Storybook season for San Dieguito Academy tennis


If a screenwriter pitched the story of San Dieguito Academy coach Joe Tomasi’s 2015-16 tennis season to a movie studio in Hollywood, it might get rejected for being too similar to some of the classic sports movies.

On second thought, unoriginal doesn’t seem to bother modern movie studios. Somebody call Kevin Costner!

The uplifting story starts back in October, when the ribbon was cut on a sparkling new SDA tennis complex following three years of construction.

Coach Tomasi’s 20th season at the helm continued its upward trajectory in November when junior Jennifer Kerr became the first Mustang girls player ever to capture the San Diego Section Individual Championship.

The success continued this spring as the SDA boys squad, seeded fourth, won four straight playoff matches to take the SDS Division II title. For that performance, the Mustangs’ first team championship since 1993, Tomasi was named the section’s Coach of the Year.

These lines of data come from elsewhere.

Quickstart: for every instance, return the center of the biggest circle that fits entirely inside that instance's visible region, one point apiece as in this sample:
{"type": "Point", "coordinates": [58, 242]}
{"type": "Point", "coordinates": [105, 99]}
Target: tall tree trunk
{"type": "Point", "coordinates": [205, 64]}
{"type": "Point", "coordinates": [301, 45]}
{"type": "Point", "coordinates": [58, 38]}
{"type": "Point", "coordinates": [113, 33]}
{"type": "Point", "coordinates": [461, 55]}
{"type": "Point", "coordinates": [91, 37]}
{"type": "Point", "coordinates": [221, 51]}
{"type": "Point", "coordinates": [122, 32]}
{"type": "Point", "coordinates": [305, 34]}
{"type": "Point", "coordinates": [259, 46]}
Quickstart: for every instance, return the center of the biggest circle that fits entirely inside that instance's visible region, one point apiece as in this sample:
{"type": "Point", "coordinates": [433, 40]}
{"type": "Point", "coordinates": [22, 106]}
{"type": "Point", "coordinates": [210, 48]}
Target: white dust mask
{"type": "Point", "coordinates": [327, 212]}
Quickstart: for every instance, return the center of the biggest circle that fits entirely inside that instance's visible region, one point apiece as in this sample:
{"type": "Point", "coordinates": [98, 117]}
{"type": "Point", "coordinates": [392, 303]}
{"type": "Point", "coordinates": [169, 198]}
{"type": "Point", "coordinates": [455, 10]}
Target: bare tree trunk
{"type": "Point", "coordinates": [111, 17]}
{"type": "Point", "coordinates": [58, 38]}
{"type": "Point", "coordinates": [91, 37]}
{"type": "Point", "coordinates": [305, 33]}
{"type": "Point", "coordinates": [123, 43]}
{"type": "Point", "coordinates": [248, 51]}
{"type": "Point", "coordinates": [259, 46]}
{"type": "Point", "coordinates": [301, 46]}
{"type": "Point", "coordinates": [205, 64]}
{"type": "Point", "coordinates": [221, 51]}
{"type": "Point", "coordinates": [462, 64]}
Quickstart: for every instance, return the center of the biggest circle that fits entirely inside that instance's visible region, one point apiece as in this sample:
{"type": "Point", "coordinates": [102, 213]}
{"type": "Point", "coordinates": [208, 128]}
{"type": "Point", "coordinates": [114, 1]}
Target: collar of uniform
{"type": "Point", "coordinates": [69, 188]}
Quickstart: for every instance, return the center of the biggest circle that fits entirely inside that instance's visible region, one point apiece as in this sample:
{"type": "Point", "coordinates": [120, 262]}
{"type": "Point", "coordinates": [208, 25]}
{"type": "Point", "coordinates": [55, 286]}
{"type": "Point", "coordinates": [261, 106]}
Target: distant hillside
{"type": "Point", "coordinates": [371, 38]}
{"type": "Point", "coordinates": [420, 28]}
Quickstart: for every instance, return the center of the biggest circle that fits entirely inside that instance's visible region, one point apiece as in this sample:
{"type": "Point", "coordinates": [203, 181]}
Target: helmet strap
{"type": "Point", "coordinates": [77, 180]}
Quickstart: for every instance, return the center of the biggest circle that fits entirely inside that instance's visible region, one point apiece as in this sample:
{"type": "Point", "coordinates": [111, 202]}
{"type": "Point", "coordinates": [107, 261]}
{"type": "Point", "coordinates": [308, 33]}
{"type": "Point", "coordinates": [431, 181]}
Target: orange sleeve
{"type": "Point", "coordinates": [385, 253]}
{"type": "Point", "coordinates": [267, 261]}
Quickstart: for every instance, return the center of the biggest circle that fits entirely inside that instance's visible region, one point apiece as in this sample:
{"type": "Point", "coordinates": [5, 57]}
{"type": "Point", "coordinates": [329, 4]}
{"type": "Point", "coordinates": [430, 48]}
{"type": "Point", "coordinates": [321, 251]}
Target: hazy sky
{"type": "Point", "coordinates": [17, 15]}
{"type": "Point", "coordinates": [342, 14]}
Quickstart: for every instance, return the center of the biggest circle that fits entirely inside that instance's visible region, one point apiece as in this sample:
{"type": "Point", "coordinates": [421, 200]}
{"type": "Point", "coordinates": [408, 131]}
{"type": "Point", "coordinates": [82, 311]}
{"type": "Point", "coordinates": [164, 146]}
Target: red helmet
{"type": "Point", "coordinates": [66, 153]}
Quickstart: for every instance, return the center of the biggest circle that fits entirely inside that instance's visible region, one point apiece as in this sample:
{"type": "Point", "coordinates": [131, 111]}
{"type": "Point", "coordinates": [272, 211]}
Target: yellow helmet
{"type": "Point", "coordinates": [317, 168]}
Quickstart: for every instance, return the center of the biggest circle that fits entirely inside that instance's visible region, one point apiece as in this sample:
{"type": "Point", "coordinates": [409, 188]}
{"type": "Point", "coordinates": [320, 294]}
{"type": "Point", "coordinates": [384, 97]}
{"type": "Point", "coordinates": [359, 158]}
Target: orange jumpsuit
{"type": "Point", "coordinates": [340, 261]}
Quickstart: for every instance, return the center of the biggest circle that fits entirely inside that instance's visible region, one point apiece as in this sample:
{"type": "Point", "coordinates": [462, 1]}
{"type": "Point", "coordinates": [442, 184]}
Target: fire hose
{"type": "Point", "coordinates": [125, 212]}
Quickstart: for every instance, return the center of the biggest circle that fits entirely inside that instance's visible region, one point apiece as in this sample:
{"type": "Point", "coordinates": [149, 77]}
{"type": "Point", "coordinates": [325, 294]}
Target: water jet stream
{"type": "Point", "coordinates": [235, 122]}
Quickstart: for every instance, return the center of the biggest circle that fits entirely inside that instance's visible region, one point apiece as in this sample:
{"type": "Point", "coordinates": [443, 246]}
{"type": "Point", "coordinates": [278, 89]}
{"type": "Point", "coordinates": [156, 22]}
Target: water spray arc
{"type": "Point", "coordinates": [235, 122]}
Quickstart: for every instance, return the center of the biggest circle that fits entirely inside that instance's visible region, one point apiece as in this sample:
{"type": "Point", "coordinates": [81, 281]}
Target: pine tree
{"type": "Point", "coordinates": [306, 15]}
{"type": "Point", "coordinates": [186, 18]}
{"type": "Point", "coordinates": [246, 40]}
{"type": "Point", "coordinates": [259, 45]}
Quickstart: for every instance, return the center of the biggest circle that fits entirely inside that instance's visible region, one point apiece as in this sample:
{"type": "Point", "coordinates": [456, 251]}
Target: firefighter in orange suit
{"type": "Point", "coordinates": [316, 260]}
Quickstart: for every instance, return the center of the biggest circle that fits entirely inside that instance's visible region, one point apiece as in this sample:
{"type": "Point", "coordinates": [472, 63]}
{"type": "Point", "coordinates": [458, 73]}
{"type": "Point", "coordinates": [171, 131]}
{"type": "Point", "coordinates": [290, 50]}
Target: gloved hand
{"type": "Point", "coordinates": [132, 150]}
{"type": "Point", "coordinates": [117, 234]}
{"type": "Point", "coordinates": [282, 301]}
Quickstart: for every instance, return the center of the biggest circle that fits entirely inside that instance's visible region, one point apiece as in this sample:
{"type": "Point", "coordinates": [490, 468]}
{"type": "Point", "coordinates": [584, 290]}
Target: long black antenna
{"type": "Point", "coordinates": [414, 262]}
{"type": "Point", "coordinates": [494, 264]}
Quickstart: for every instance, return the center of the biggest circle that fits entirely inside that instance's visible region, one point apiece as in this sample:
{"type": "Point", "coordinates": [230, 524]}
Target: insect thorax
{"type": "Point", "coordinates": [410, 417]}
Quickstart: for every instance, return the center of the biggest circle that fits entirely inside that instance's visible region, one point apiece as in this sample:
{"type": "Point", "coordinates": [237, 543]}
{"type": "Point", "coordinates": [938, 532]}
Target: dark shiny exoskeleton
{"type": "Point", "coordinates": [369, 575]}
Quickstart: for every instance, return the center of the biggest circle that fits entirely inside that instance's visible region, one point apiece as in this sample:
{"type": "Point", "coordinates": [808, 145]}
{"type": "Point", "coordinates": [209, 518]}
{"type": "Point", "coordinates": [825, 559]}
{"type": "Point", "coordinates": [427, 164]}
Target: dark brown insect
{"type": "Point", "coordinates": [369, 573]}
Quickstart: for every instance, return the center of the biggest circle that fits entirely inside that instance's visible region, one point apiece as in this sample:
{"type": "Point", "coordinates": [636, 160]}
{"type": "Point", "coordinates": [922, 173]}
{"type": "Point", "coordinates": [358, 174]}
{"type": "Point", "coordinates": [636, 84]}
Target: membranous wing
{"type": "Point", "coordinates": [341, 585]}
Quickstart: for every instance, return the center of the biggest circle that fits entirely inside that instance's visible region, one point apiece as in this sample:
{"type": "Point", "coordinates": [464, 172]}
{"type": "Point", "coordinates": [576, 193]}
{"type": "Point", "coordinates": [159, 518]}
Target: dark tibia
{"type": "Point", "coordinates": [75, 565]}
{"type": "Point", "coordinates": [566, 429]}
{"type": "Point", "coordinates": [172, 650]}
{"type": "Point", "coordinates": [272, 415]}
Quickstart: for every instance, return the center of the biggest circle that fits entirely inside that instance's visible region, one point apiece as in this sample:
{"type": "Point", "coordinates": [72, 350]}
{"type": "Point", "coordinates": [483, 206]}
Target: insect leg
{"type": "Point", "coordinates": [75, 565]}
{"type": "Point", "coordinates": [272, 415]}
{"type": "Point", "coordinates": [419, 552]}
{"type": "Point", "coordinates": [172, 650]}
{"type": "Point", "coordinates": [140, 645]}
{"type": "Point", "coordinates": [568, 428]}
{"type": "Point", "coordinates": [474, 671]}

“The kids just got on a roll and couldn’t do anything wrong that whole week,” Tomasi said of the playoff run.

SDA hosted Mater Dei Catholic in the opening round, winning 14-4, then got past visiting Mira Mesa, 15-3. That set up a road match at top-seeded Helix, where the Mustangs prevailed, 12-6.

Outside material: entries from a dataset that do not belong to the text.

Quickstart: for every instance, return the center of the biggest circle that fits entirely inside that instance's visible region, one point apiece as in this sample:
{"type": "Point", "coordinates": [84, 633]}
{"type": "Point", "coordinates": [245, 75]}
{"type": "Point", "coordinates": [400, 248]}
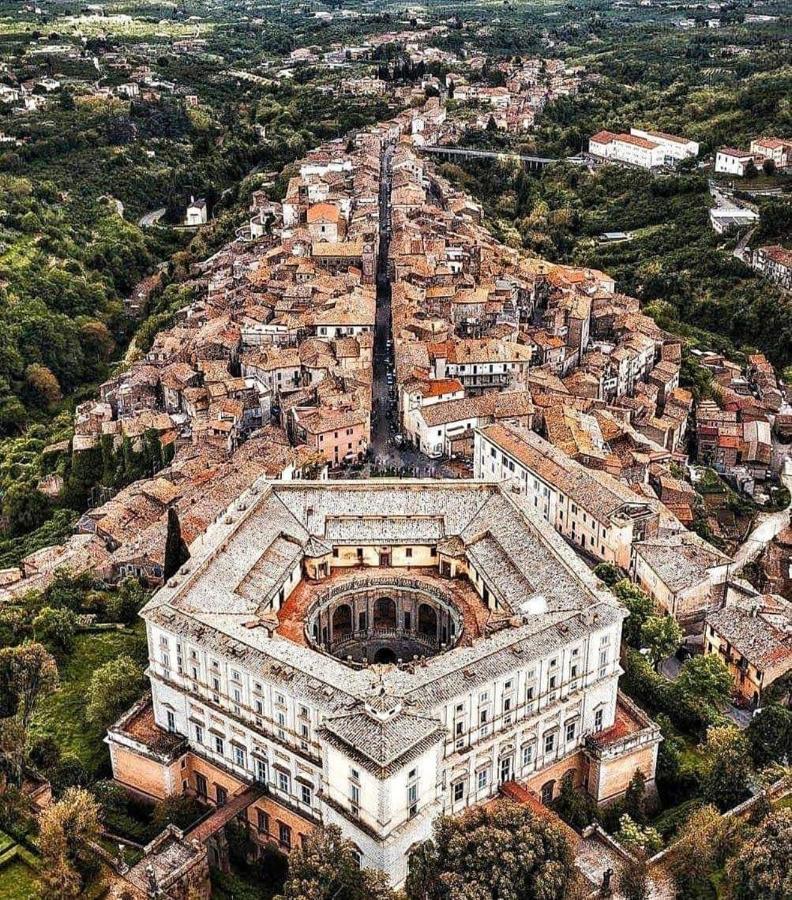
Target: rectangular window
{"type": "Point", "coordinates": [201, 787]}
{"type": "Point", "coordinates": [261, 771]}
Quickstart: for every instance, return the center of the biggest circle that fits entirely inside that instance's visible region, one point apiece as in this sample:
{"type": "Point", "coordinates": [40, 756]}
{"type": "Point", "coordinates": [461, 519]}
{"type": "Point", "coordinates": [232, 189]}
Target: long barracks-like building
{"type": "Point", "coordinates": [375, 654]}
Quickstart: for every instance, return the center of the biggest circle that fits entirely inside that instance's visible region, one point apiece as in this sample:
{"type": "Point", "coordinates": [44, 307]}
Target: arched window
{"type": "Point", "coordinates": [548, 788]}
{"type": "Point", "coordinates": [427, 621]}
{"type": "Point", "coordinates": [342, 621]}
{"type": "Point", "coordinates": [385, 613]}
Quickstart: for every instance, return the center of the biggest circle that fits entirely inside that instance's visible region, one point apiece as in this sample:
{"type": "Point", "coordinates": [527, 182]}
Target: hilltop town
{"type": "Point", "coordinates": [395, 515]}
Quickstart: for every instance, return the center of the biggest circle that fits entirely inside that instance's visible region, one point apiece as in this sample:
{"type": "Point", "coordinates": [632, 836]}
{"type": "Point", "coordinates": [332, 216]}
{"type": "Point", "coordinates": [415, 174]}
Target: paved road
{"type": "Point", "coordinates": [382, 426]}
{"type": "Point", "coordinates": [386, 457]}
{"type": "Point", "coordinates": [470, 153]}
{"type": "Point", "coordinates": [151, 218]}
{"type": "Point", "coordinates": [767, 527]}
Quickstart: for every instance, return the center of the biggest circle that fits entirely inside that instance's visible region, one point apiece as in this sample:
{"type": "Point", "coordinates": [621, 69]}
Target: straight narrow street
{"type": "Point", "coordinates": [388, 456]}
{"type": "Point", "coordinates": [382, 427]}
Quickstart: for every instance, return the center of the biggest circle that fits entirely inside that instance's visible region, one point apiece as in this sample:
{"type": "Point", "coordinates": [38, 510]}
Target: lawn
{"type": "Point", "coordinates": [62, 714]}
{"type": "Point", "coordinates": [17, 881]}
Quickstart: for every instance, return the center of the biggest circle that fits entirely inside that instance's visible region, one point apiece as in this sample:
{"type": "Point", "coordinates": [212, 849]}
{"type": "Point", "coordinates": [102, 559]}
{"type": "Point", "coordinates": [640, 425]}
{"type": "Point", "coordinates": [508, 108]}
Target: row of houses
{"type": "Point", "coordinates": [730, 161]}
{"type": "Point", "coordinates": [641, 147]}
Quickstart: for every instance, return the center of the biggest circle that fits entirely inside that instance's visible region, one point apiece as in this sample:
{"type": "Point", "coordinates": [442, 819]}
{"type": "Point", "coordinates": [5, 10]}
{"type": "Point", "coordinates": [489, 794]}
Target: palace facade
{"type": "Point", "coordinates": [375, 654]}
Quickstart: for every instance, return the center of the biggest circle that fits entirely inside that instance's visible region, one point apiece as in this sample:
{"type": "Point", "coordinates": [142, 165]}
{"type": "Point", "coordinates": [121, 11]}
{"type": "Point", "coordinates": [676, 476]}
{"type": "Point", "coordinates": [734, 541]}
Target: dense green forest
{"type": "Point", "coordinates": [70, 254]}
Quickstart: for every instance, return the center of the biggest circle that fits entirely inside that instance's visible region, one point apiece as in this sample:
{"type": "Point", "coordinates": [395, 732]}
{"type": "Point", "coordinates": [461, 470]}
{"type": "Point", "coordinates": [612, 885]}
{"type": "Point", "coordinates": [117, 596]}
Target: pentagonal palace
{"type": "Point", "coordinates": [374, 654]}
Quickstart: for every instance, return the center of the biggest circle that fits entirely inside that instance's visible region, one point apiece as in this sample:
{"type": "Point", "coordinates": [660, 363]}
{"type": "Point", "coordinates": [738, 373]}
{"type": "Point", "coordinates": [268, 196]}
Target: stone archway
{"type": "Point", "coordinates": [385, 614]}
{"type": "Point", "coordinates": [384, 656]}
{"type": "Point", "coordinates": [427, 621]}
{"type": "Point", "coordinates": [342, 621]}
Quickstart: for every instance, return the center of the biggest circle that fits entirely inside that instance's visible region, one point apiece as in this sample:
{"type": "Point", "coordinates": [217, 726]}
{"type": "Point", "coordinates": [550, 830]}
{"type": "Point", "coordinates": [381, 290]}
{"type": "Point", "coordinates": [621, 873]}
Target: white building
{"type": "Point", "coordinates": [196, 212]}
{"type": "Point", "coordinates": [590, 508]}
{"type": "Point", "coordinates": [301, 672]}
{"type": "Point", "coordinates": [674, 148]}
{"type": "Point", "coordinates": [732, 162]}
{"type": "Point", "coordinates": [627, 148]}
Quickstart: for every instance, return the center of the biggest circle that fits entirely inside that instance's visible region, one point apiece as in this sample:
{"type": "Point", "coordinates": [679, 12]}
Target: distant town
{"type": "Point", "coordinates": [417, 490]}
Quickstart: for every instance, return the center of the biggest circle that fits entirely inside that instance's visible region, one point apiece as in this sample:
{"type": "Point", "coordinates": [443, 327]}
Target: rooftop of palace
{"type": "Point", "coordinates": [221, 600]}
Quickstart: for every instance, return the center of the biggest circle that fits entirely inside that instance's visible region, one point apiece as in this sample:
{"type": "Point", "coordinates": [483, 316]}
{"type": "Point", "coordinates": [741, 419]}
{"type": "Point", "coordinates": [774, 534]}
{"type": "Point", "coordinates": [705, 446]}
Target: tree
{"type": "Point", "coordinates": [635, 797]}
{"type": "Point", "coordinates": [27, 674]}
{"type": "Point", "coordinates": [68, 829]}
{"type": "Point", "coordinates": [42, 385]}
{"type": "Point", "coordinates": [325, 867]}
{"type": "Point", "coordinates": [24, 508]}
{"type": "Point", "coordinates": [661, 635]}
{"type": "Point", "coordinates": [501, 850]}
{"type": "Point", "coordinates": [770, 736]}
{"type": "Point", "coordinates": [638, 838]}
{"type": "Point", "coordinates": [55, 628]}
{"type": "Point", "coordinates": [699, 847]}
{"type": "Point", "coordinates": [610, 573]}
{"type": "Point", "coordinates": [114, 687]}
{"type": "Point", "coordinates": [176, 551]}
{"type": "Point", "coordinates": [640, 607]}
{"type": "Point", "coordinates": [705, 679]}
{"type": "Point", "coordinates": [573, 806]}
{"type": "Point", "coordinates": [12, 752]}
{"type": "Point", "coordinates": [763, 867]}
{"type": "Point", "coordinates": [727, 766]}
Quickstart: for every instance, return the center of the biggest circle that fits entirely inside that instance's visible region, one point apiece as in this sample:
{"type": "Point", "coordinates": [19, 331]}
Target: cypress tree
{"type": "Point", "coordinates": [176, 552]}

In the championship contest against San Diego High, SDA won the first 11 matches to clinch the title just one hour into the outing.

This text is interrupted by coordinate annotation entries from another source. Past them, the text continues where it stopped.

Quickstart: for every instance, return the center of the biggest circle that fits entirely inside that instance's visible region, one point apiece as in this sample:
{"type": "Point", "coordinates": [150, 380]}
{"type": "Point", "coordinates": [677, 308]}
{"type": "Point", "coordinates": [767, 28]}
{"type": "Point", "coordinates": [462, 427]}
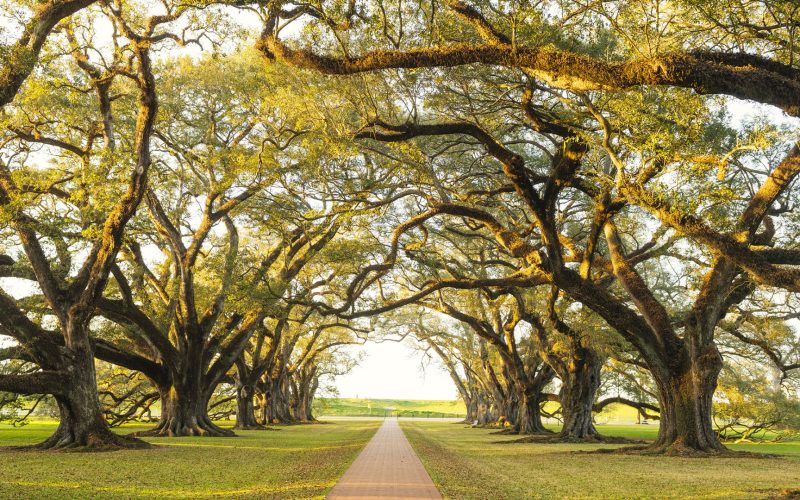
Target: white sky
{"type": "Point", "coordinates": [392, 370]}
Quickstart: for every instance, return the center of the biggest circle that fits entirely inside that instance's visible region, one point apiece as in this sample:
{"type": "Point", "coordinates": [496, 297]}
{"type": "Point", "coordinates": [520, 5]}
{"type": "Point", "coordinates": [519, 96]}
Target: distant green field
{"type": "Point", "coordinates": [352, 407]}
{"type": "Point", "coordinates": [364, 407]}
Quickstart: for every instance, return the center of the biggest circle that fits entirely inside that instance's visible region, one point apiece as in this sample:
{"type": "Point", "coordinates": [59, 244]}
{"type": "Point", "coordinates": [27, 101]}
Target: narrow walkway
{"type": "Point", "coordinates": [387, 468]}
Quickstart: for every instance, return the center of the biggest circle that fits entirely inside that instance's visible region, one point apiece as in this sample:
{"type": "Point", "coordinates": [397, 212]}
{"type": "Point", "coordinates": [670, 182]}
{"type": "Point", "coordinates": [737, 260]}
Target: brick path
{"type": "Point", "coordinates": [387, 468]}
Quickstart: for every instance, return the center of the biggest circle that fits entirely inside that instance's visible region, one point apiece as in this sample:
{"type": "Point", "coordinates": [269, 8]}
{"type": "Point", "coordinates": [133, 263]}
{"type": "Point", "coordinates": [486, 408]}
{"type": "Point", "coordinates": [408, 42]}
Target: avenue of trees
{"type": "Point", "coordinates": [576, 201]}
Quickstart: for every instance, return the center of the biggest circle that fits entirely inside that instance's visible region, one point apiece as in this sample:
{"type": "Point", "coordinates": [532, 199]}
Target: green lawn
{"type": "Point", "coordinates": [301, 461]}
{"type": "Point", "coordinates": [467, 463]}
{"type": "Point", "coordinates": [378, 407]}
{"type": "Point", "coordinates": [613, 413]}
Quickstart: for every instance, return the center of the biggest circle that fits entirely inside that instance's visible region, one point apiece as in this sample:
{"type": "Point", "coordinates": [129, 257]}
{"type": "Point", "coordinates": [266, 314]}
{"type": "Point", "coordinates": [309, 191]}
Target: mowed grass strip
{"type": "Point", "coordinates": [299, 461]}
{"type": "Point", "coordinates": [468, 463]}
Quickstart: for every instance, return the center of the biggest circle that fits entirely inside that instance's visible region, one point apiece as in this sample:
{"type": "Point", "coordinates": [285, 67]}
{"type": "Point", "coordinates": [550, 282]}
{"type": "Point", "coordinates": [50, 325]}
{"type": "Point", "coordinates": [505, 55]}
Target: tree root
{"type": "Point", "coordinates": [681, 450]}
{"type": "Point", "coordinates": [256, 427]}
{"type": "Point", "coordinates": [93, 441]}
{"type": "Point", "coordinates": [176, 428]}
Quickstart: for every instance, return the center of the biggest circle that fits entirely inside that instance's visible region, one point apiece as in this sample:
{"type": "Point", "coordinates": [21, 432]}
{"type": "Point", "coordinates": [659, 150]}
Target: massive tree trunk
{"type": "Point", "coordinates": [184, 412]}
{"type": "Point", "coordinates": [81, 417]}
{"type": "Point", "coordinates": [579, 386]}
{"type": "Point", "coordinates": [245, 394]}
{"type": "Point", "coordinates": [245, 408]}
{"type": "Point", "coordinates": [529, 418]}
{"type": "Point", "coordinates": [685, 392]}
{"type": "Point", "coordinates": [277, 404]}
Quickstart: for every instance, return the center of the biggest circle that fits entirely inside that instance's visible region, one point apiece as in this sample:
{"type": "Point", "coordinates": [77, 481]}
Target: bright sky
{"type": "Point", "coordinates": [392, 370]}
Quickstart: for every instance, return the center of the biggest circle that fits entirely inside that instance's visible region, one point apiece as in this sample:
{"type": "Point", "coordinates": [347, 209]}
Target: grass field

“I didn’t even realize that we had gotten such a big lead. But when we found out, everyone on the team just lost it. It was amazing,” said sophomore Cole Urcelay, who led the Mustangs in wins in 2016, most of them gained as a No. 1 doubles team with junior Kyle Bone.

“All of our work and effort and everything we had put in, finally paid off.”

Adding to the storybook nature of SDA’s season, was a clear defining moment on April 12. Playing at Mission Hills, a solid opponent but one that ended up behind the Mustangs in the standings, the locals dropped an ultra-close decision. With the sets tied at 10-10, the two teams looked at total games won to break the tie, and Mission Hills had the edge at 74-73.

Both Urcelay and his coach recognized it as the moment the SDA season turned around:

“We had lost by one game, and after that we all just put our heads down and got serious for the rest of the season,” Urcelay said. “We got together and talked about what we needed to do and how we needed to do it. We all felt it. Once we got on the winning streak, we all thought ‘Wow we can really do it’ and that just pushed us even further.”

While the sophomore standout won the team award for most set victories, Urcelay was just one of the five Mustangs to win more than 40 sets in 2016.

Doubles player Blake Stoner-Osborne, a junior, won the coaches award for remaining focused and productive all season, despite playing with several different partners as Tomasi searched for the correct combination. In the championships round, the lone Mustang senior, Armen Billmoria, played with Stoner-Osborne. As the team’s older statesman, Billmoria provided leadership all season long.

“(Billmoria) wasn’t the strongest player on the team but he works the hardest out of us and has the most spirit,” Urcelay said. “(As a team) we were always playing seriously and trying to improve ourselves, but were also joking around and having a good time. During practice, on bus rides, in matches, whenever we’re together, we are always just having a great time.”

At No. 3 doubles, sophomore Jun Lee and junior Colton Dils combined to give SDA a big punch at the bottom of the lineup.

“I don’t think they lost to another No. 3 doubles team all year,” Tomasi said.

The Mustangs’ singles crew usually featured the young trio of freshman Jacob Bear, freshman Cruz Martinez and sophomore Cole Bridges, who each got better and better as the season went on.

With only one player, the graduated Billmoria, not coming back next year — and the addition of promising incoming freshman Shervin Dehmoubed to fill that spot — the Mustangs’ future is bright.

Maybe Hollywood would be interested in a sequel.